All parts of a fingerprint is a bit of math. It is pieces that can be used to create a student’s fingerprint and, yes Mr. Adams, it can be used in many other ways. The first way is when the police come knocking for your database.
“Some of the parents are worried the government will be able to access their kids’ prints,” Butler said. “But what they don’t realize is that the actual image of the fingerprint is discarded and all that’s used is a number.” The middle school’s new scanner plots points on a fingerprint and then converts those points to an encrypted number, he explained. That number is used to verify a student’s account, he added.
Uh, yeah. So, you’re converting a fingerprint into a mathematical process and you believe that hackers can reverse engineer that? I want to talk to the salesman who sold you this system. Oh wait, here he is.
Steve Moon, the marketing director of MealTime, a Portland firm that sold the finger-scanning system to the school, rejects that argument. “All those fears and concerns are based on misinformation,” Moon said. “The data can’t be used to re-create a fingerprint or by police to identify a student.”

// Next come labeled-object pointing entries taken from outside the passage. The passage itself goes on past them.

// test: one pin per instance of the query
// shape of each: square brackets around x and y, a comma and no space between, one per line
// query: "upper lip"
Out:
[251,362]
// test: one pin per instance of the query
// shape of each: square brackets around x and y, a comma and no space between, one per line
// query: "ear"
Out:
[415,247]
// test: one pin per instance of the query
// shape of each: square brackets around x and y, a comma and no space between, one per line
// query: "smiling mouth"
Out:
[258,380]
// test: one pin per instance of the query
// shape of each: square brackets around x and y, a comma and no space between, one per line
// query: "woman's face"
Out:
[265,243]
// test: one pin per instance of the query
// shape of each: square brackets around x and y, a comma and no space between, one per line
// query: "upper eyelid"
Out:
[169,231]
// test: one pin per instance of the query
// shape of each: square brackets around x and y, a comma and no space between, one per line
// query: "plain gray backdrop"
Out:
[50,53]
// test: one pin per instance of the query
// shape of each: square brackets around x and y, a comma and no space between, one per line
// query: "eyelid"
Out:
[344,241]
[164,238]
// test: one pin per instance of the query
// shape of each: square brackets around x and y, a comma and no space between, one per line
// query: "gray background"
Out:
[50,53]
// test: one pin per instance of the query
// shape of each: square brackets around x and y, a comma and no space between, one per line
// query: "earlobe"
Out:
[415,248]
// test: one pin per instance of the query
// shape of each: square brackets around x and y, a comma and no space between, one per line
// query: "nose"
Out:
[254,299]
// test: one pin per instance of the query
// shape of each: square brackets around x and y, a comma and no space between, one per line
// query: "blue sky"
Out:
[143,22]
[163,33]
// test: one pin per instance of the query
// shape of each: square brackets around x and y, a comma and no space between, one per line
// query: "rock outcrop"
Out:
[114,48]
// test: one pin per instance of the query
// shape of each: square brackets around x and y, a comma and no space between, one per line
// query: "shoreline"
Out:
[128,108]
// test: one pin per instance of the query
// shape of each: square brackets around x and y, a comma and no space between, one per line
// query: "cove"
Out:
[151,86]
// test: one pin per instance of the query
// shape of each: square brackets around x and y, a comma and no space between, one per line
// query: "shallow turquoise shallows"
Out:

I would fall off my chair laughing right now if he weren’t serious about his misinformation. And it doesn’t matter if the information is kept on a self-contained database somewhere. It’s still a digital representation of your fingerprint and it’s still hackable!
While we’re at it, who holds the encryption keys? If the vendor does, then anyone who has the same system can access your system. If it’s your IT department at the school, how secure is it? Are they using SHA-1 hashes? If they are, you still can’t relax because any government agency with a court order can come and get a copy of that database. How often do they purge the database?
But some parents are opposed to the finger-scanning of minors in schools. They say they’re concerned that the prints their children register with the school could be stolen, misplaced or used for a form of fraud that hasn’t even been invented.
It’s nice to see some parents do get it. Unfortunately, only 7 of 612 students have opted out of the program at Stayton Middle School. And for what?
School officials say the new system saves time for the cashiers because they don’t have to write everything down and can just push a button if a child forgets his or her lunch money for the day.
OMG! Stop the presses. We can’t have cashiers doing antiquated things like writing on paper! Okay then, let’s give up our privacy to biometrics so we can keep that lunch line moving people!
“This is biometric data collecting,” said Jann Carson, the associate director of the American Civil Liberties Union in Portland. “It’s the ‘Big Brother’ theory. The last thing we should do is teach parents and their young children to be casual about turning over personal data, like a fingerprint, just for the sake of speeding up a lunch line.”
Please, for the love of God, wake up and stop accepting this kind of crap. Stop letting the government take away all that has been fought for.